Now I fed the troll for the day and now I’m done.
Pimping leftist talking points over and over since May, 2015.
Proudly.
It’s never over til the left wins. Ever. Just give them time.
Where John Roberts is waiting to save him. < /s>
That expert is no expert...there is no standing for Chisholm to take this to the SC.
With this “Supreme Court”, I count nothing out.
Walker fought valiantly and won against the left In Wisky; but he now has to face his toughest test yet - zombie cult members of the First High Church of Ted.
I can see them now, stumbling through the streets of Wauwatosa: “CRUZ...CRUUUZZZZ...” I get shivers just to think of it.
Correct. O’Keefe is the only party who had potential standing and his petition was denied.
Thank you.
I needed that.
: )
: )
Can you refute the substance of the article, or is this just the usual tactic of attacking the messenger? What the article says is either true or false. If it is false, where is the information refuting it?
The fact is that the Republican Prosecutor asked for these judges to recuse themselves because the evidence pointed to their involvement in the case on campaign finance issues.
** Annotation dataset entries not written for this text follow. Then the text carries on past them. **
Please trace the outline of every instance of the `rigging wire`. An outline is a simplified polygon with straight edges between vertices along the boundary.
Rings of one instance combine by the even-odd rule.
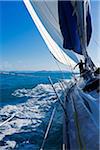
[[[50,11],[50,10],[49,10]],[[42,11],[43,12],[43,11]],[[43,13],[44,14],[44,13]],[[45,14],[44,14],[45,15]],[[53,16],[53,15],[52,15]],[[53,18],[55,19],[55,17],[53,16]],[[57,20],[55,20],[55,21],[57,21]],[[46,37],[47,38],[47,37]],[[48,39],[48,38],[47,38]],[[53,46],[52,46],[52,44],[51,44],[51,42],[49,41],[49,39],[48,39],[48,42],[49,42],[49,44],[50,44],[50,46],[53,48]],[[53,48],[54,49],[54,48]],[[61,51],[61,53],[62,53],[62,56],[63,56],[63,58],[64,58],[64,60],[66,61],[66,63],[68,64],[68,62],[69,62],[69,66],[70,66],[70,68],[71,68],[71,72],[72,72],[72,74],[73,74],[73,77],[75,78],[75,75],[74,75],[74,73],[73,73],[73,67],[72,67],[72,65],[71,65],[71,63],[70,63],[70,59],[69,59],[69,56],[68,56],[68,62],[67,62],[67,59],[66,59],[66,57],[65,57],[65,55],[64,55],[64,53]],[[58,54],[57,54],[58,55]],[[68,69],[68,68],[67,68]]]
[[[52,114],[51,114],[51,117],[50,117],[47,129],[46,129],[46,132],[45,132],[44,139],[43,139],[43,142],[42,142],[40,150],[43,150],[43,148],[44,148],[47,136],[49,134],[49,131],[50,131],[50,128],[51,128],[51,125],[52,125],[52,122],[53,122],[53,118],[54,118],[55,112],[56,112],[56,107],[54,107],[54,109],[52,111]]]

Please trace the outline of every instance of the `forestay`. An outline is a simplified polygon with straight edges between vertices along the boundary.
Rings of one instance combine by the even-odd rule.
[[[70,50],[66,54],[63,51],[63,37],[56,11],[57,1],[24,0],[24,3],[53,56],[61,63],[73,67],[78,59]]]

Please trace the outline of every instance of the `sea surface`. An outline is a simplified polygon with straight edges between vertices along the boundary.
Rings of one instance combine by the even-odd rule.
[[[70,72],[1,72],[0,73],[0,150],[39,150],[51,113],[56,107],[45,150],[62,149],[63,111],[50,85],[51,77],[59,96],[58,81],[72,78]]]

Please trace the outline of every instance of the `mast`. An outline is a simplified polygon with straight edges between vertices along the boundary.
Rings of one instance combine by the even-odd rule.
[[[87,22],[86,22],[86,18],[87,18],[87,11],[88,11],[88,0],[84,0],[83,1],[83,48],[82,48],[82,53],[85,57],[86,62],[86,67],[87,69],[88,66],[91,68],[91,70],[93,70],[93,62],[91,60],[91,58],[89,57],[88,53],[87,53]]]

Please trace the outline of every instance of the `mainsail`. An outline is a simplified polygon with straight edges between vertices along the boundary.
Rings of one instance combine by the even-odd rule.
[[[80,55],[77,58],[77,53],[87,56],[86,46],[92,28],[89,8],[84,25],[84,1],[23,1],[50,52],[58,61],[73,67],[80,58]],[[84,30],[88,32],[85,34]]]
[[[72,67],[75,66],[78,59],[70,50],[65,53],[63,49],[63,37],[60,31],[59,21],[55,21],[51,11],[48,9],[49,6],[57,6],[57,1],[47,2],[24,0],[24,3],[53,56],[63,64],[69,66],[71,65]],[[54,3],[56,3],[56,5],[54,5]],[[53,8],[53,13],[55,11],[55,7],[50,8]],[[47,13],[45,13],[46,11],[43,13],[44,10],[46,10]],[[49,16],[45,16],[46,14]],[[53,14],[55,16],[55,13]],[[54,21],[56,24],[53,24]]]

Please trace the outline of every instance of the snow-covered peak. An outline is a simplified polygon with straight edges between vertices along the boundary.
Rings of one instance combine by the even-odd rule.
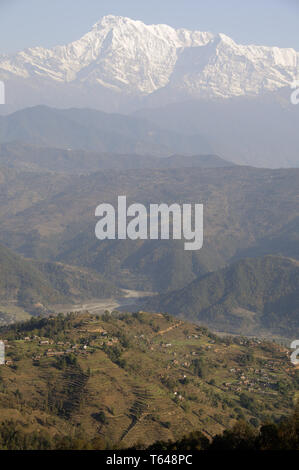
[[[230,97],[276,90],[299,76],[294,49],[239,45],[225,34],[101,18],[82,38],[0,56],[0,79],[92,86],[126,95],[176,90]],[[50,81],[50,82],[49,82]]]

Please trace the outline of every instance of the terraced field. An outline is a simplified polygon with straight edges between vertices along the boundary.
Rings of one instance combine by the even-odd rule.
[[[26,432],[99,438],[108,447],[207,437],[245,419],[288,415],[299,374],[289,351],[217,337],[162,314],[89,313],[0,330],[0,422]]]

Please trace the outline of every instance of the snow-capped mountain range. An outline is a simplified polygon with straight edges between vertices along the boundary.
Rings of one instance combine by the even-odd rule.
[[[161,90],[163,96],[228,98],[276,91],[298,77],[294,49],[240,45],[224,34],[112,15],[68,45],[0,56],[0,80],[10,86],[15,104],[25,95],[42,103],[51,89],[51,104],[60,105],[59,89],[67,87],[81,94],[92,89],[99,99],[103,93],[117,100]]]

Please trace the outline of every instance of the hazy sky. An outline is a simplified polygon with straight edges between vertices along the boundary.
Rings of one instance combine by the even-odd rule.
[[[71,42],[107,14],[299,51],[299,0],[0,0],[0,52]]]

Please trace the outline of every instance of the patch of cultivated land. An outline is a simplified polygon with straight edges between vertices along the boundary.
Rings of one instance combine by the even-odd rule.
[[[212,436],[287,415],[296,372],[270,342],[219,338],[168,315],[88,313],[2,328],[0,421],[108,445]]]

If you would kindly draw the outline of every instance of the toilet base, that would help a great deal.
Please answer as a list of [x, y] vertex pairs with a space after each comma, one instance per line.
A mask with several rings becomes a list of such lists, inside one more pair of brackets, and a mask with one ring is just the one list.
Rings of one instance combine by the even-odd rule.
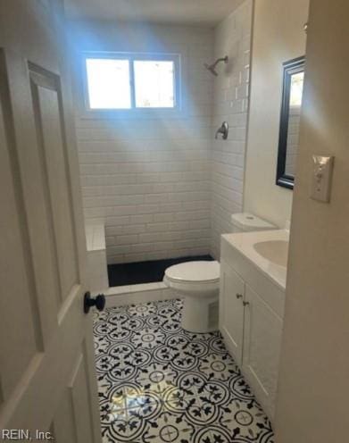
[[212, 297], [199, 297], [185, 295], [182, 323], [189, 332], [212, 332], [218, 329], [218, 291]]

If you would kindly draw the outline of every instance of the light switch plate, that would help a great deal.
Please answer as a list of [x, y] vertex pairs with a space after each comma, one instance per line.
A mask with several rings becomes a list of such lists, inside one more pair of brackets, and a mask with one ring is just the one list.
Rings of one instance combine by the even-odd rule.
[[311, 197], [314, 200], [329, 202], [334, 161], [334, 156], [312, 155]]

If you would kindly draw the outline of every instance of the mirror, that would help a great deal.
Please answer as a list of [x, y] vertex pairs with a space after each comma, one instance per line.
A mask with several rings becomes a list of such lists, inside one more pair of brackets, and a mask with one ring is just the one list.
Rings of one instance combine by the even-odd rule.
[[285, 62], [282, 91], [277, 185], [293, 189], [297, 160], [299, 123], [305, 57]]

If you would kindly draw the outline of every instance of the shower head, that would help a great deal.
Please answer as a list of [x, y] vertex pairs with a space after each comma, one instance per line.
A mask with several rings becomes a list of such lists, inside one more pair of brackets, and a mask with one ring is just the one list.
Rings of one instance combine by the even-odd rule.
[[225, 57], [221, 57], [221, 58], [219, 58], [217, 59], [214, 63], [212, 64], [207, 64], [207, 63], [204, 63], [204, 66], [208, 70], [210, 71], [210, 72], [213, 75], [215, 75], [216, 77], [218, 76], [218, 72], [216, 71], [216, 66], [217, 64], [220, 63], [220, 62], [224, 62], [226, 64], [228, 63], [228, 55], [226, 55]]

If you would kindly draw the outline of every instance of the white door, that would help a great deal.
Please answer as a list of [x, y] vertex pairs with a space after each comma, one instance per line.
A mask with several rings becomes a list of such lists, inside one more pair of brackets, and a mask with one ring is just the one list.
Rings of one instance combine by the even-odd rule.
[[220, 330], [237, 364], [242, 364], [244, 280], [224, 261], [220, 263]]
[[266, 414], [274, 416], [282, 320], [245, 285], [243, 372]]
[[0, 0], [0, 430], [97, 443], [67, 60], [60, 1]]

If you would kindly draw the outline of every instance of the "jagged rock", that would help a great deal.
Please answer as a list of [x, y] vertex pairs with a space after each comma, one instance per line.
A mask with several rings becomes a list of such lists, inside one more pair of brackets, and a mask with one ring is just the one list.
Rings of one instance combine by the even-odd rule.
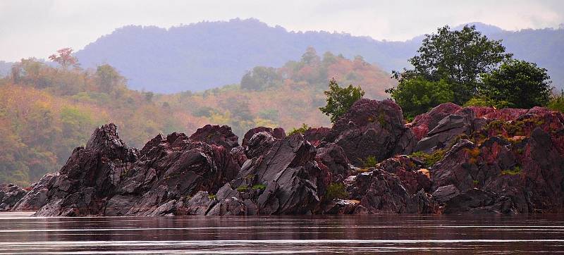
[[77, 147], [48, 187], [40, 216], [99, 215], [137, 151], [119, 139], [114, 124], [97, 128], [85, 147]]
[[453, 103], [441, 104], [428, 113], [418, 115], [409, 124], [417, 141], [426, 137], [445, 117], [460, 111], [462, 108]]
[[369, 156], [381, 161], [409, 154], [415, 139], [396, 103], [362, 99], [336, 120], [324, 142], [341, 146], [349, 161], [360, 166]]
[[249, 130], [249, 131], [247, 131], [247, 132], [245, 133], [245, 136], [243, 138], [243, 143], [241, 143], [241, 145], [243, 147], [247, 147], [249, 144], [249, 141], [251, 139], [251, 137], [252, 137], [252, 136], [255, 135], [255, 134], [259, 133], [261, 132], [266, 132], [270, 135], [273, 134], [272, 128], [271, 128], [257, 127], [251, 128], [250, 130]]
[[478, 119], [470, 108], [464, 108], [450, 114], [439, 122], [436, 127], [427, 133], [427, 136], [417, 143], [415, 151], [431, 151], [443, 149], [450, 144], [461, 135], [470, 135], [485, 124], [484, 119]]
[[286, 137], [286, 132], [282, 128], [276, 128], [272, 131], [272, 136], [277, 139], [284, 139]]
[[10, 211], [27, 193], [11, 183], [0, 185], [0, 211]]
[[185, 197], [216, 192], [239, 169], [223, 146], [175, 132], [157, 135], [137, 152], [119, 139], [114, 125], [106, 125], [45, 185], [47, 203], [36, 215], [173, 215]]
[[335, 144], [327, 144], [317, 148], [316, 161], [323, 163], [331, 173], [333, 182], [343, 180], [350, 175], [349, 161], [345, 151]]
[[208, 214], [312, 213], [331, 180], [331, 174], [314, 161], [315, 154], [315, 147], [301, 135], [276, 140], [267, 152], [247, 161], [237, 178], [221, 188], [216, 194], [219, 202]]
[[442, 186], [433, 192], [433, 199], [439, 203], [443, 204], [459, 194], [460, 194], [460, 192], [453, 185]]
[[260, 132], [253, 135], [247, 144], [245, 154], [247, 158], [259, 156], [267, 152], [276, 139], [267, 132]]
[[410, 194], [401, 180], [391, 173], [376, 169], [362, 174], [349, 187], [351, 197], [360, 200], [356, 213], [434, 213], [438, 206], [423, 189]]
[[241, 144], [241, 145], [243, 147], [248, 146], [249, 141], [250, 141], [252, 136], [254, 136], [255, 134], [262, 132], [266, 132], [272, 135], [273, 137], [276, 139], [283, 139], [284, 137], [286, 137], [286, 132], [282, 128], [276, 128], [273, 130], [271, 128], [257, 127], [251, 128], [250, 130], [249, 130], [249, 131], [247, 131], [247, 132], [245, 133], [245, 137], [243, 139], [243, 143]]
[[206, 125], [198, 128], [196, 132], [190, 136], [190, 139], [208, 144], [223, 146], [228, 150], [239, 146], [239, 137], [227, 125]]
[[45, 205], [49, 188], [53, 185], [59, 176], [58, 173], [47, 173], [31, 185], [27, 192], [12, 208], [12, 211], [37, 211]]
[[420, 163], [415, 159], [405, 155], [396, 156], [382, 161], [377, 168], [398, 175], [410, 194], [415, 194], [421, 189], [427, 192], [431, 190], [429, 170], [422, 168]]
[[443, 213], [513, 214], [516, 211], [510, 198], [472, 189], [449, 199], [445, 205]]
[[309, 128], [303, 132], [305, 139], [309, 141], [315, 147], [319, 145], [321, 142], [327, 136], [327, 134], [331, 131], [331, 128], [319, 127], [319, 128]]
[[323, 214], [352, 214], [360, 204], [358, 200], [333, 199], [324, 205]]

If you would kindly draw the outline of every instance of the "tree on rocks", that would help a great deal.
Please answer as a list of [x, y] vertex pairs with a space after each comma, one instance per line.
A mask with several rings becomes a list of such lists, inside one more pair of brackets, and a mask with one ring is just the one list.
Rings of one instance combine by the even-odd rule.
[[350, 108], [352, 104], [362, 98], [364, 92], [360, 86], [341, 87], [335, 79], [329, 82], [329, 89], [324, 92], [327, 97], [327, 105], [319, 108], [325, 115], [329, 116], [331, 121], [335, 123], [337, 119]]

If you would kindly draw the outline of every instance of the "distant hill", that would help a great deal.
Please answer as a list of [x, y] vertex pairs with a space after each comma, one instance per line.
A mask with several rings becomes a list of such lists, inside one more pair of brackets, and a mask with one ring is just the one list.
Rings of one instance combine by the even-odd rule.
[[[547, 68], [555, 86], [564, 85], [564, 29], [505, 31], [474, 23], [485, 35], [503, 39], [515, 56]], [[433, 31], [429, 31], [432, 32]], [[405, 67], [422, 39], [375, 40], [326, 32], [288, 32], [255, 19], [202, 22], [164, 29], [126, 26], [77, 52], [82, 67], [115, 66], [137, 89], [157, 92], [202, 91], [238, 83], [256, 66], [281, 66], [312, 46], [353, 58], [359, 55], [390, 72]]]

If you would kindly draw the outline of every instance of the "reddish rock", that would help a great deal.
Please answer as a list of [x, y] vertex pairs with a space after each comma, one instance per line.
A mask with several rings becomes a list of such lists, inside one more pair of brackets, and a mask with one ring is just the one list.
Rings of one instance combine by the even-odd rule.
[[360, 166], [369, 156], [381, 161], [410, 153], [415, 140], [404, 124], [393, 101], [362, 99], [336, 121], [324, 141], [341, 147], [349, 161]]
[[227, 125], [206, 125], [198, 128], [189, 137], [192, 141], [203, 142], [208, 144], [223, 146], [228, 150], [239, 146], [239, 137]]
[[321, 140], [327, 136], [331, 128], [309, 128], [305, 130], [302, 135], [304, 137], [305, 137], [305, 139], [309, 141], [312, 144], [317, 147], [319, 145]]

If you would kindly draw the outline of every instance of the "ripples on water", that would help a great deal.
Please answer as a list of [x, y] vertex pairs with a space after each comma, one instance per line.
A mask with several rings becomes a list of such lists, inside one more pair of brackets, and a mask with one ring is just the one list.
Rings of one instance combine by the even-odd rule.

The judges did not recuse themselves, just as the SCOTUS Justices don’t when there is a conflict of interest.
Can’t wait to see Chisholm panhandling.
Take everything from him Walker, and all the Americans that were harassed, intimidated and terrorized by the instruction of this man.
The court record does not indicate which justices prosecutors are asking to step aside in the case. According to CMD's analysis . . . and then they go off speculating against their boogiemen.
There is no there there.
Any law against campaign funding collusion is a law against freedom of the press. Freedom of the press is a right of the people to spend our own money to publicize our own views. To propose that that right pertains only to members of the Associated Press is to propose that said organizations are an established priestly class.The Ninth Amendment says that the rights of the people are to be read broadly, and the First Amendment doesnt say that the press applies only to 1790 printing technology, while Section 8 of Article I makes explicit that the Framers of the Constitution contemplated "the progress of science and useful arts as an objective Congress was specifically authorized to promote."
I’m going to post to you merely to point out to the thread your complicity with moving George Soros’ funded propaganda onto FR.
If there had been a legitimate reason to remove these judges, they would have been removed or have recused themselves.